Sketchbook Prompt #6 - Drawing plants of course. For almost 2 years now I have been using pretty much only gouache in my sketchbooks. The reason was I was trying to become more comfortable and create a sense of ease with that media. Before then I usually drew in micron pens. I love lines, and really for me it doesn't matter how those lines show up as long as they get there. I wanted to go back to my roots (yes the pun is intended) and use the pen. I also wanted to talk about how for me, I visually select what I will leave out and what will stay and that helps me create a clean lines. Lastly, you will see some book recommendations that I strongly suggest. One of them is even from our local library, one is about to be a gift and the other two I own. I am said about parting with some of these books, they are all really great.
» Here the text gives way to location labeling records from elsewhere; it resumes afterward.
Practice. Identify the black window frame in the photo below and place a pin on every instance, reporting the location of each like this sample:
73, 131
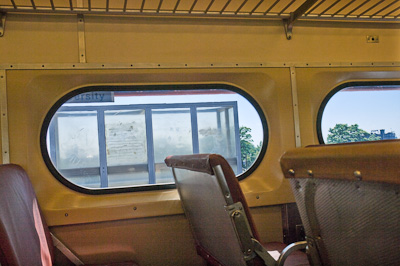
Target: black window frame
339, 88
151, 187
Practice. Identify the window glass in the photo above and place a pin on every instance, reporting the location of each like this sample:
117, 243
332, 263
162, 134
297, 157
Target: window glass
361, 113
119, 139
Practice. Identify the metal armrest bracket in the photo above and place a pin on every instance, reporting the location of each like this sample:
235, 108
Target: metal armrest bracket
289, 249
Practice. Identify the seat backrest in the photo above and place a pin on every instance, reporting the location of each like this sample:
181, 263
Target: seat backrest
214, 205
24, 235
348, 198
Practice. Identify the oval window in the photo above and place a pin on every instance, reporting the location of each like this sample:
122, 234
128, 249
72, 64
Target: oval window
102, 138
360, 112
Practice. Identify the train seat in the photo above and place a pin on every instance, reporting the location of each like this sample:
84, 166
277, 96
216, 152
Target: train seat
219, 216
24, 236
348, 198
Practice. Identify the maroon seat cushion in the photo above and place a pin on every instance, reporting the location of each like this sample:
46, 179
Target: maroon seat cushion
24, 235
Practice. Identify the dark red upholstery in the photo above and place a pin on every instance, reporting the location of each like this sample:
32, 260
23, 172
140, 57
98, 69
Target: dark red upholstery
205, 163
19, 233
24, 236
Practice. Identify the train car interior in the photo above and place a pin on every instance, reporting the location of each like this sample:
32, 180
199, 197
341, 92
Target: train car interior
297, 99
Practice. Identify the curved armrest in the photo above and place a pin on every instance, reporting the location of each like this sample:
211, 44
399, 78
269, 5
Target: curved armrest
289, 249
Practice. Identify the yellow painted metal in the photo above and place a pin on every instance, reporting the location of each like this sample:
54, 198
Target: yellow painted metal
39, 89
54, 39
180, 51
315, 84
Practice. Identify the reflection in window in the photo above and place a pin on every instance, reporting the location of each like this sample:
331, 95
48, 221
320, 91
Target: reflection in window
361, 113
109, 139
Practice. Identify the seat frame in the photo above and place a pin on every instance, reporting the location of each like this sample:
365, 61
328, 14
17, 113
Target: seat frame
194, 171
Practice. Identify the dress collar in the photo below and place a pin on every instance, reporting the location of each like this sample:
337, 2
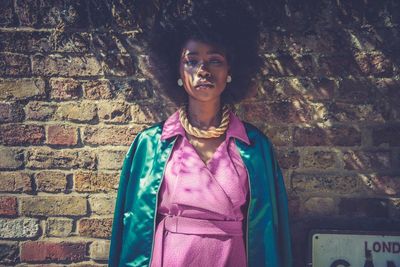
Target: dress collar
173, 127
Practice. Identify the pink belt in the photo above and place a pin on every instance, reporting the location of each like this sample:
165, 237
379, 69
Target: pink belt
185, 225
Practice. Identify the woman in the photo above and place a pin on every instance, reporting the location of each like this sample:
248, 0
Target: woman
202, 188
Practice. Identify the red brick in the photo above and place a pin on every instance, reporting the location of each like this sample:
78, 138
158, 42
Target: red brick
364, 207
50, 181
366, 160
118, 65
95, 227
7, 14
15, 182
382, 184
96, 182
317, 136
276, 112
299, 88
325, 183
318, 159
338, 65
356, 91
376, 64
11, 112
288, 65
388, 135
69, 66
25, 42
62, 135
41, 111
37, 251
288, 159
345, 112
8, 205
110, 135
44, 14
20, 134
9, 251
98, 89
64, 89
15, 65
46, 158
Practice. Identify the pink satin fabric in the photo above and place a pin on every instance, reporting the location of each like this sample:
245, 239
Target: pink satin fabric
202, 206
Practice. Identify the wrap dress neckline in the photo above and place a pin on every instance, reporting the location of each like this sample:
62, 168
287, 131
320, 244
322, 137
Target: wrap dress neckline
202, 205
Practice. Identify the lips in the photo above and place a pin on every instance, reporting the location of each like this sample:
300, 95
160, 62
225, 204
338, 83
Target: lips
204, 85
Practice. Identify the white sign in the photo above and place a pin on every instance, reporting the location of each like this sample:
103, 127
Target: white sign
354, 250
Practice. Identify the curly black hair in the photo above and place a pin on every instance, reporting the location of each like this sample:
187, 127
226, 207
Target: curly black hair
229, 27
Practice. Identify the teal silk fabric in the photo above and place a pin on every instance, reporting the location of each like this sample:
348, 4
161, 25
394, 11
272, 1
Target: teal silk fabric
268, 239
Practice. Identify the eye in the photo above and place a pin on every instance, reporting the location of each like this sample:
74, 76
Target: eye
190, 62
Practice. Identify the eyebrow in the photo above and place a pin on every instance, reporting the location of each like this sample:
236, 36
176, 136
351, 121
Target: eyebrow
212, 52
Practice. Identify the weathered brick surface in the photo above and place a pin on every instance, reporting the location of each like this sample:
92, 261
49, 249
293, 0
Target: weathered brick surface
366, 160
95, 182
36, 251
53, 205
15, 182
364, 207
382, 184
66, 66
48, 181
279, 136
46, 158
99, 250
11, 112
8, 205
9, 251
320, 206
110, 159
19, 228
102, 204
288, 159
11, 158
325, 183
40, 111
14, 65
62, 135
77, 112
64, 89
110, 135
319, 159
21, 134
98, 89
17, 89
114, 112
386, 135
95, 227
59, 227
318, 136
75, 90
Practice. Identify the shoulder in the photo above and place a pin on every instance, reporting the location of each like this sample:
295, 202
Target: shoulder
256, 136
153, 131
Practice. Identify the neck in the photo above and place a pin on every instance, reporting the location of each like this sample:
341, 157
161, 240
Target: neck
204, 115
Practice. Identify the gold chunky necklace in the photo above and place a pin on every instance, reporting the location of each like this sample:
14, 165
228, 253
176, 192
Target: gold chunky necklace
204, 133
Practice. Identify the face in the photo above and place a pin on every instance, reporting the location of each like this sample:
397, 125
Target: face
203, 69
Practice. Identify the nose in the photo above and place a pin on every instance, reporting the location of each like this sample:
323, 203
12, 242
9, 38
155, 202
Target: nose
203, 70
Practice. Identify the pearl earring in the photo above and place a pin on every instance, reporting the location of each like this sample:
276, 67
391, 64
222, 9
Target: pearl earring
180, 82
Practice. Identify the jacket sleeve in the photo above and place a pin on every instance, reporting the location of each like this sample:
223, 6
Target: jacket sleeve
117, 227
283, 216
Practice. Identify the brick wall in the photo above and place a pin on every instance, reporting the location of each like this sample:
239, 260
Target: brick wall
73, 95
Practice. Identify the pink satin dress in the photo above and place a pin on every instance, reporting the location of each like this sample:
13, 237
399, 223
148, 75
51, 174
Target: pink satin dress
202, 206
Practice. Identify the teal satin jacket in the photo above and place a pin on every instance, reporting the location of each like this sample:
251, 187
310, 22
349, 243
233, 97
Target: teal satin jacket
267, 225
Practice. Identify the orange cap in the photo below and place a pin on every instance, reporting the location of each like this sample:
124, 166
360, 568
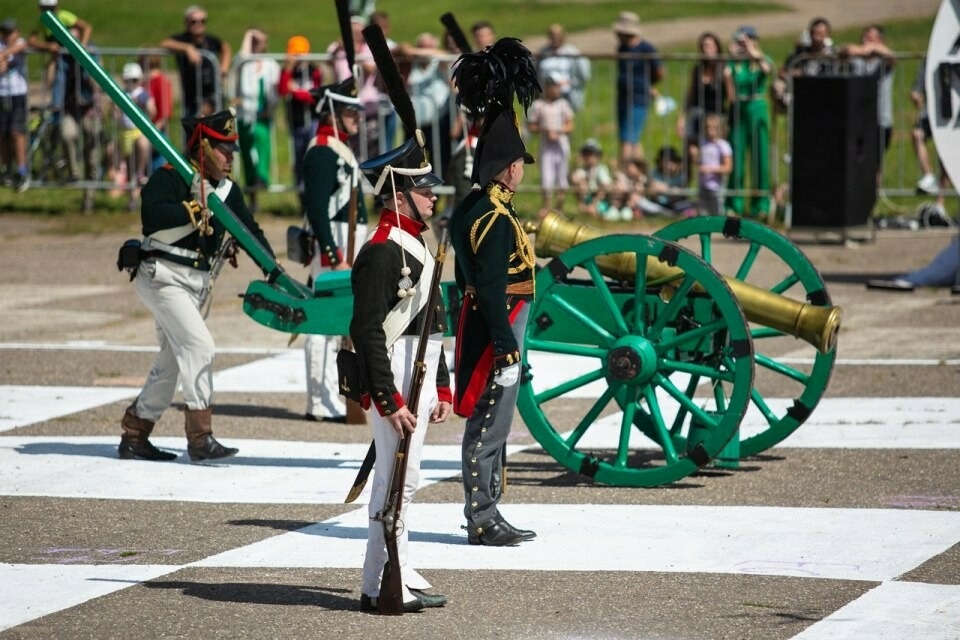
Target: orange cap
298, 45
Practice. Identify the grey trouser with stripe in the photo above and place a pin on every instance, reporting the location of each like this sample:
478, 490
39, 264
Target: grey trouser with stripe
485, 441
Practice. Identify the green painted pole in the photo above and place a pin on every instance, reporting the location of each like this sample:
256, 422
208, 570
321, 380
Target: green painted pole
259, 253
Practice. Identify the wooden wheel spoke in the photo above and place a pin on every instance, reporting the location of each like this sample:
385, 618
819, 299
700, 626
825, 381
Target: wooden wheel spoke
591, 416
600, 283
659, 424
570, 385
584, 320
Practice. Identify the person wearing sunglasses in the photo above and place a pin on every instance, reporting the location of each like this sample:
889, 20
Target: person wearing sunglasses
199, 78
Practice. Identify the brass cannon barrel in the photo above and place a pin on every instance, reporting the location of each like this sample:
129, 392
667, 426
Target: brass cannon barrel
814, 324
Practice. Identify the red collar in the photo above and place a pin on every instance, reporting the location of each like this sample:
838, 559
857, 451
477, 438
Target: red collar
327, 130
389, 219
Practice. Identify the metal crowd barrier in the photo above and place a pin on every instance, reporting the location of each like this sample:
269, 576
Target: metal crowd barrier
596, 119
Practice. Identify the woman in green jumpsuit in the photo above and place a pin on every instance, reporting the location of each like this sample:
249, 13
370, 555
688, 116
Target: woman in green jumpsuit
750, 123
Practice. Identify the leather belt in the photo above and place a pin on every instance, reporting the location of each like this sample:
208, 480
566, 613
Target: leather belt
524, 288
149, 243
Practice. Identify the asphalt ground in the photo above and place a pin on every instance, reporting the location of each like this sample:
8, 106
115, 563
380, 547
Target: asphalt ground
65, 312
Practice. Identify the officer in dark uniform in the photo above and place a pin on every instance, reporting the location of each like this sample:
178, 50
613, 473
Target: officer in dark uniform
392, 281
180, 239
495, 264
331, 187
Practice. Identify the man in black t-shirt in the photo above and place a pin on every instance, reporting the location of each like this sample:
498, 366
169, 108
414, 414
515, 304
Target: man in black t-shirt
200, 78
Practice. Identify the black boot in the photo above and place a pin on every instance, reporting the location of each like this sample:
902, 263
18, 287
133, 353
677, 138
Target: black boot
492, 534
201, 445
210, 450
525, 534
134, 441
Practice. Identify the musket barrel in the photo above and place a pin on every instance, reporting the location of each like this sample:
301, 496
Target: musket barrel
816, 325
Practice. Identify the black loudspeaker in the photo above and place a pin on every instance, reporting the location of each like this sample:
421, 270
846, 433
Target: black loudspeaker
836, 150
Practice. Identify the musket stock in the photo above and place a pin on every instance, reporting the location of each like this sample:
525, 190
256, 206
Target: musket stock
816, 325
390, 601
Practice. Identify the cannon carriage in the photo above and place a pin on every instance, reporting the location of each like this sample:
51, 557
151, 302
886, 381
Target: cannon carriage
688, 367
669, 370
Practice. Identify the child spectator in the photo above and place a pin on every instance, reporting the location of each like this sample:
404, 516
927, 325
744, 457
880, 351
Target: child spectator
591, 181
134, 146
628, 200
161, 90
13, 105
552, 117
255, 97
297, 78
667, 184
716, 163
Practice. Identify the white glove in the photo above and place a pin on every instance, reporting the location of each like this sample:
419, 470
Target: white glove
508, 376
197, 188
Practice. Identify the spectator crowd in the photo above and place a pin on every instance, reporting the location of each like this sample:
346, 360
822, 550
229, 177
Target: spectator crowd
721, 164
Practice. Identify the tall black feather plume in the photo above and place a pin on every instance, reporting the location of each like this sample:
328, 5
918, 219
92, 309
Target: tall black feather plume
396, 88
489, 80
453, 28
346, 31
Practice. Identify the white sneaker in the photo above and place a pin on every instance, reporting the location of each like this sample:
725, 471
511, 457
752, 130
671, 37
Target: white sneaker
928, 184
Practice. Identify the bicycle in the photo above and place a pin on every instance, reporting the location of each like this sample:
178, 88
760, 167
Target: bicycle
45, 154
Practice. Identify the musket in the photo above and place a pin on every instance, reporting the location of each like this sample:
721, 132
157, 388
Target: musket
396, 89
390, 601
227, 252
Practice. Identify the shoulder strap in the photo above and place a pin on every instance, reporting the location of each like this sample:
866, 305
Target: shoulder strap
400, 317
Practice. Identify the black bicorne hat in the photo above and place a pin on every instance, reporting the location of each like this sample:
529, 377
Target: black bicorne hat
488, 82
498, 146
408, 166
219, 128
338, 95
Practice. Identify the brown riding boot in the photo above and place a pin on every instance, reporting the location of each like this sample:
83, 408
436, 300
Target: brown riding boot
134, 441
201, 445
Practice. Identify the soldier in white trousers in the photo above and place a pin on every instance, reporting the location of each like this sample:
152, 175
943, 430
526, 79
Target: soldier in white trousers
331, 189
181, 238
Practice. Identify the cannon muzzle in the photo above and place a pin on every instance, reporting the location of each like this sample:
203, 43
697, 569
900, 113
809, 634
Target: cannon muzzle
814, 324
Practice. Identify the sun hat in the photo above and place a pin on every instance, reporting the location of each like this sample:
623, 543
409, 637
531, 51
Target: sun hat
627, 23
297, 46
132, 71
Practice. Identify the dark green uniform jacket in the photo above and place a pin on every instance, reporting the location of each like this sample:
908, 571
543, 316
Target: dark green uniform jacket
495, 272
163, 207
329, 174
375, 278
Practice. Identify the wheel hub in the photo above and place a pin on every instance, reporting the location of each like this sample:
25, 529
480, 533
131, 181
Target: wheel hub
632, 359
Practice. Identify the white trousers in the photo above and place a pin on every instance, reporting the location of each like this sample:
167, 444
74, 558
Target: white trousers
402, 356
323, 392
172, 294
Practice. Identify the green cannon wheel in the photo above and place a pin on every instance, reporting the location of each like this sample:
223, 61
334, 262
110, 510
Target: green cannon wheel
792, 375
610, 390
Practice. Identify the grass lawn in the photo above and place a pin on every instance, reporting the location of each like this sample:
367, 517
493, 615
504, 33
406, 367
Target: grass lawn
128, 24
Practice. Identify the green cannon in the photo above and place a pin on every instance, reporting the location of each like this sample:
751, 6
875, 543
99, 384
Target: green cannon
629, 385
676, 363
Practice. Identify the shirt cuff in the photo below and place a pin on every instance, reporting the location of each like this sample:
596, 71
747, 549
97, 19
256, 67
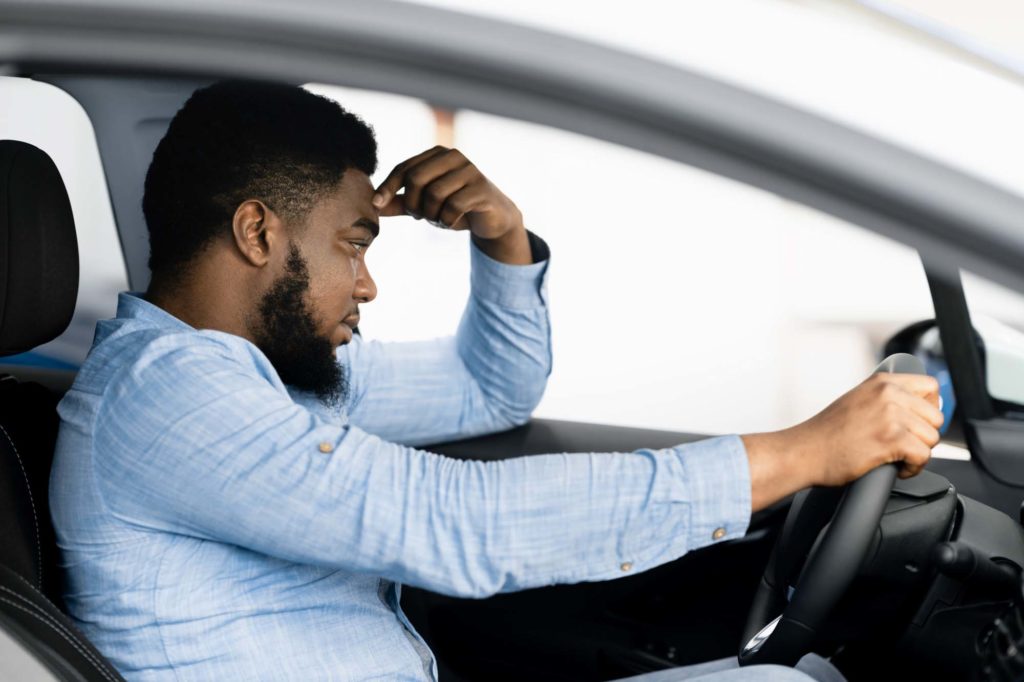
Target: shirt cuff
718, 485
520, 287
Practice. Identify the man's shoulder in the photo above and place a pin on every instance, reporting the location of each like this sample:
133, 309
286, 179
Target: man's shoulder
127, 349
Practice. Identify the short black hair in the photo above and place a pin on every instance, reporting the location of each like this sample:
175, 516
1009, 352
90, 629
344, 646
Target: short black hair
236, 140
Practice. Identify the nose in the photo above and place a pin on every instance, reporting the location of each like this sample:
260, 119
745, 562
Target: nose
366, 288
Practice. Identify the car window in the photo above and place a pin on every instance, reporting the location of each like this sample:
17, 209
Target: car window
48, 118
997, 315
679, 299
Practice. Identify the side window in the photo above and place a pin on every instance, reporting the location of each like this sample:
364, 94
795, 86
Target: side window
48, 118
997, 316
679, 299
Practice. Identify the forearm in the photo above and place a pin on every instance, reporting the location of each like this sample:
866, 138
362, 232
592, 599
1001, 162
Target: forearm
774, 460
504, 338
512, 248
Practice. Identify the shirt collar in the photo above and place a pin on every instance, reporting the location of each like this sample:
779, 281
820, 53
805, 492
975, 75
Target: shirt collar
132, 305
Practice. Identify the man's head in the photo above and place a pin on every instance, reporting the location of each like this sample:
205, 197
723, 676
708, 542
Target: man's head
258, 204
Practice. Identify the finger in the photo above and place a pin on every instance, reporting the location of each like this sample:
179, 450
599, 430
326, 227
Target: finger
454, 213
927, 411
419, 175
394, 207
438, 190
920, 406
389, 187
918, 384
923, 430
913, 455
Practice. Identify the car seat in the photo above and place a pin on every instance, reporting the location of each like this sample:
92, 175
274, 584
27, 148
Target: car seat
38, 290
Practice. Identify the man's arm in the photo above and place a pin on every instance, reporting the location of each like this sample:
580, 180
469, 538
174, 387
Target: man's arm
193, 439
492, 375
196, 441
486, 378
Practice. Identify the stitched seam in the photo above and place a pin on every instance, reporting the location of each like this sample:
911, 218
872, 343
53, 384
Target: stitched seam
50, 622
87, 653
35, 515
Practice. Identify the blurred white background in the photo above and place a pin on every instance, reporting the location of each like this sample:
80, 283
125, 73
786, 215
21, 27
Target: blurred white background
679, 299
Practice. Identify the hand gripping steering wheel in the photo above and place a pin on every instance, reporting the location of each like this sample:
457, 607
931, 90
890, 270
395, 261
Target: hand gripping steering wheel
832, 563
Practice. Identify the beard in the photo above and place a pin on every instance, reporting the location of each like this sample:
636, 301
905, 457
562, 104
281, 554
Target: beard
285, 330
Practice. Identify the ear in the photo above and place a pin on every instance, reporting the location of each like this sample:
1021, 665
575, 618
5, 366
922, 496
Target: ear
255, 229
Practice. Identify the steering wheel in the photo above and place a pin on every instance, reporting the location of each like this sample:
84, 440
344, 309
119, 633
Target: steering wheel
833, 559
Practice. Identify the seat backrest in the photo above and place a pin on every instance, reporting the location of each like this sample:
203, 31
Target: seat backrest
38, 289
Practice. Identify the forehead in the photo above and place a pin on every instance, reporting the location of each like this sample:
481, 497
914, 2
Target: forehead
349, 201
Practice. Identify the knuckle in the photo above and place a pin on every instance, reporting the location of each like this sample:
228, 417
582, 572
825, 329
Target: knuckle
433, 193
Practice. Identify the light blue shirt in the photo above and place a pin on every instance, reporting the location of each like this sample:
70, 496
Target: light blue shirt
216, 526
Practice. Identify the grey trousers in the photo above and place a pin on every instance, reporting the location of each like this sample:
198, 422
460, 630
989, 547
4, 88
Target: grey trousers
810, 668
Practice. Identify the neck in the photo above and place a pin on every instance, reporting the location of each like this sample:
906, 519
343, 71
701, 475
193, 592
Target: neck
206, 297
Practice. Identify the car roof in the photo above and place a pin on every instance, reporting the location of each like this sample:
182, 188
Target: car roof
458, 60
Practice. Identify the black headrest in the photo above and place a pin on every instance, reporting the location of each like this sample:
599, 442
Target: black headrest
38, 249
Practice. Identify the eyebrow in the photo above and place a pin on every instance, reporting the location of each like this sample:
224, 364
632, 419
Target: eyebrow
368, 224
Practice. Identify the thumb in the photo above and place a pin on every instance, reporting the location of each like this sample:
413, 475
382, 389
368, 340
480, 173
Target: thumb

- Micron pens. I suggest getting several different tip sizes. .03, .05, .08. This will help vary the line without you having to push hard and do it yourself.
- sharpie fine line and and ultra fine. These are great when you want to darken an area and you don't want to use up your micron pens.
- Faber Castell PITT artist brush pen. Creates a stroke like when you use a brush, this can be a bit more freeing.
- images of plants
How to get started;
- I can often become overwhelmed when looking at a plant to draw. I am not going for realism but naturalism. I am concerned with capturing the personality of the plant and perhaps what it is, but not something that is photorealistic. I like to eliminate areas that just are not needed for me to create this image to be satisfying.
- I will look at what the most memorable parts are of the plant, what is needed to be revealed to capture it's identity. I often eliminate some of the foliage, perhaps isolate it from other plants, create a new pot or stand for it. I may even exaggerate it.
- I sometimes use a pencil first, not always to get a sense of where things will go. After that I let my pen go at it.
- Think about where the pot hits the ground, lines will be darker, when anything hits each other you can capture that tension with dark lines. Dark lines show weight. When trying to create a feathery feel try to touch hard when putting your pen down and the lighten up as you make the mark. The value of the line will change.
- Play with line quality. Scratchy, scribbly, hatching, dots, parallel lines, rough lines, smooth lines, thick lines.
- Importantly, have fun. I also find this activity relaxing, drawing and looking at book, what could be better? Oh I know, windows open with a warm cup of tea. Enjoy.